The Obama administration announced Sufian’s nomination on January 24, following a promise delivered a month earlier by Vice President Joe Biden. “This will make the government more responsive to a Hungarian survivor in the Bronx who needs a wheelchair or the elderly woman with memories of the Warsaw Ghetto who needs a ride to the doctor,” Biden told a gathering marking the centennial anniversary of the Joint Distribution Committee.
Creation of the new position comes, at least for now, with very little resources and it is not clear if new federal funding will be given to program helping survivors. “The Special Envoy position will start with a focus on outreach and advocacy,” Sufian said. “The overall initiative, of which the Special Envoy is a part, will be exploring a range of options and programs, including new opportunities for public-private partnerships to generate additional support for this population.”
The federal government’s key partner in helping American Holocaust survivors are the Jewish Federations of North America, which are already operating programs geared at assisting survivors. Philanthropist Mark Wilf, who heads JFNA’s efforts to work with survivors, said federations are “exploring ways to raise funds to supplement the services many survivors already receive.” According to Wilf, efforts are already underway to reach out to donors and foundations for extra funding.
“Federations have provided tens of millions of dollars over the years for Holocaust survivor services, but we know the need is great and we are working hard to do more,” he said.
As for the government, it is now focusing on building partnerships with groups like JFNA and on harnessing volunteers from AmeriCorps VISTA program to work with survivors, but there are no plans for providing new federal funds.
Sufian, a staffer at the department of Health and Human Services, specializes in treating the aging community. She had been involved in the field in previous positions as well, at the Social Security Administration and at the UJA-Federation of New York. Sufian, who described her work with aging as a “sacred responsibility that I take on with humility,” did not grow up in a family of Holocaust survivors. Her grandparents fled the pogroms in Eastern Europe and came to the United States after World War I. They are responsible, she said, to her commitment for hiddur p’nai zaken, the honoring and respecting of one’s elders.

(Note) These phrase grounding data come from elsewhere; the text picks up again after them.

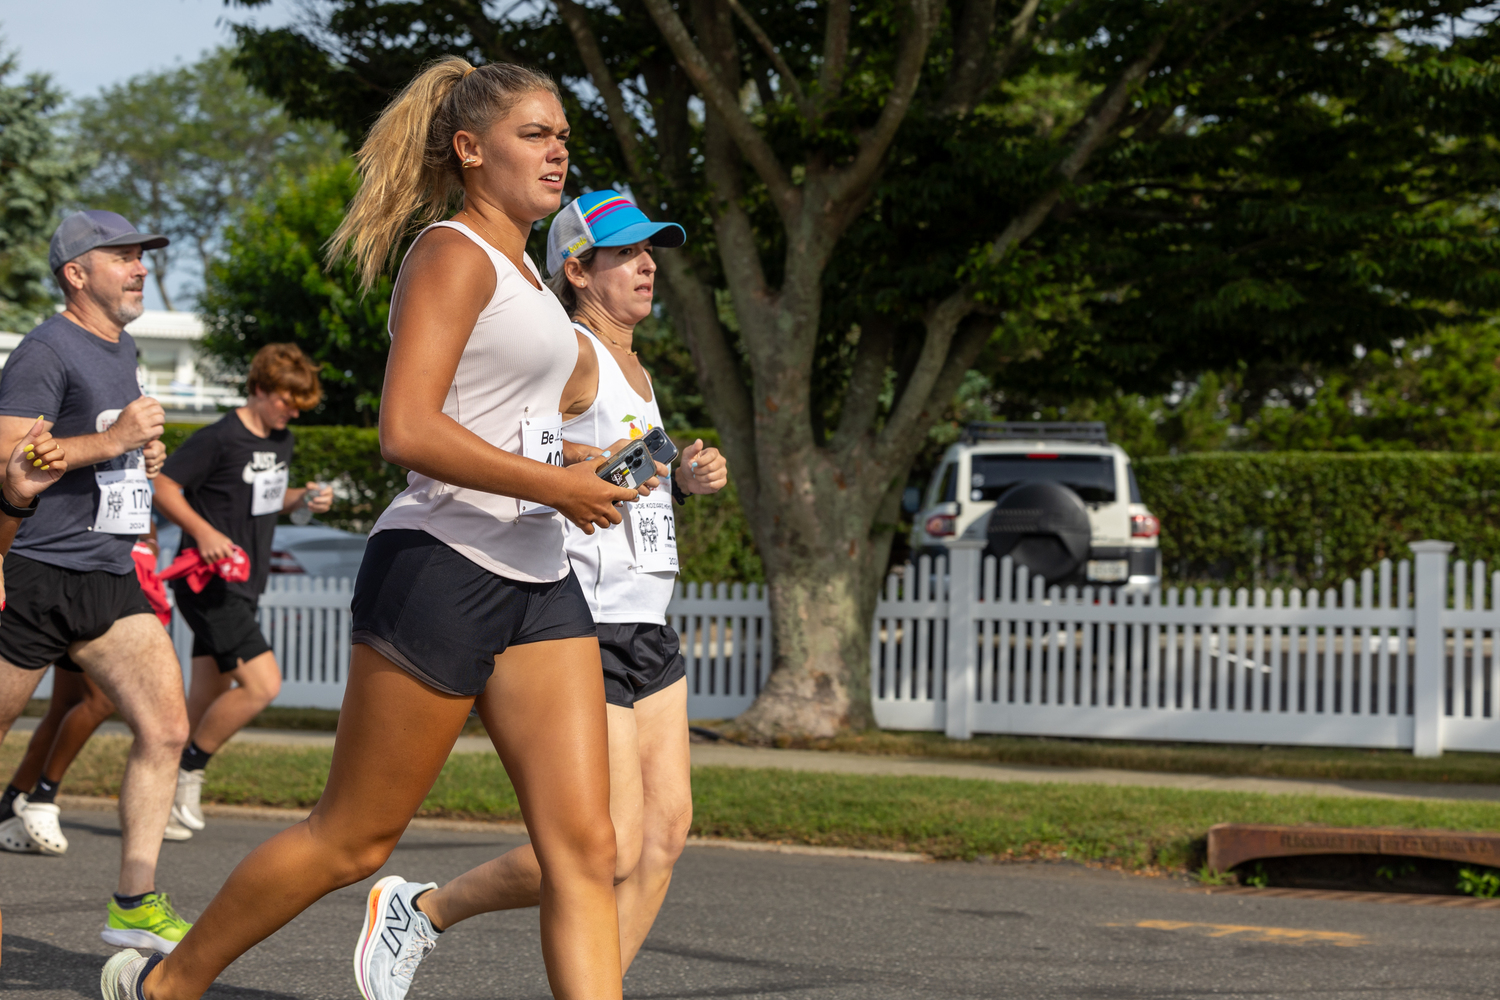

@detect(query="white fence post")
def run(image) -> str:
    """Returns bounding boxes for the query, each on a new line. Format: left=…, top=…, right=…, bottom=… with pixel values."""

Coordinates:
left=944, top=542, right=983, bottom=740
left=1411, top=539, right=1454, bottom=758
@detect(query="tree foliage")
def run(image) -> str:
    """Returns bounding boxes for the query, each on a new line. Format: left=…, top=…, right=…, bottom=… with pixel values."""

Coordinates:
left=0, top=49, right=92, bottom=332
left=198, top=161, right=390, bottom=424
left=74, top=48, right=341, bottom=309
left=223, top=0, right=1500, bottom=736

Holocaust survivors make up a distinct constituency within elder Americans. Some are relatively new immigrant that came from the former Soviet Union while others emigrated from Europe shortly after the war. Poverty levels among survivors are higher than in the general aging population, and many survivors have special health and mental needs.
“Holocaust survivors are a special population who endured unspeakable horrors at the beginning of their lives. Because of these experiences, survivors are likely to have greater and more complex physical and mental health needs as they age,” Sufian said.
In addition, Holocaust survivors, in some cases, are averse to institutional care because of their traumatic experience. “We recognize that most Americans want to remain in their homes and communities as they age, and we support policies that promote self-determination and choice,” Sufian added.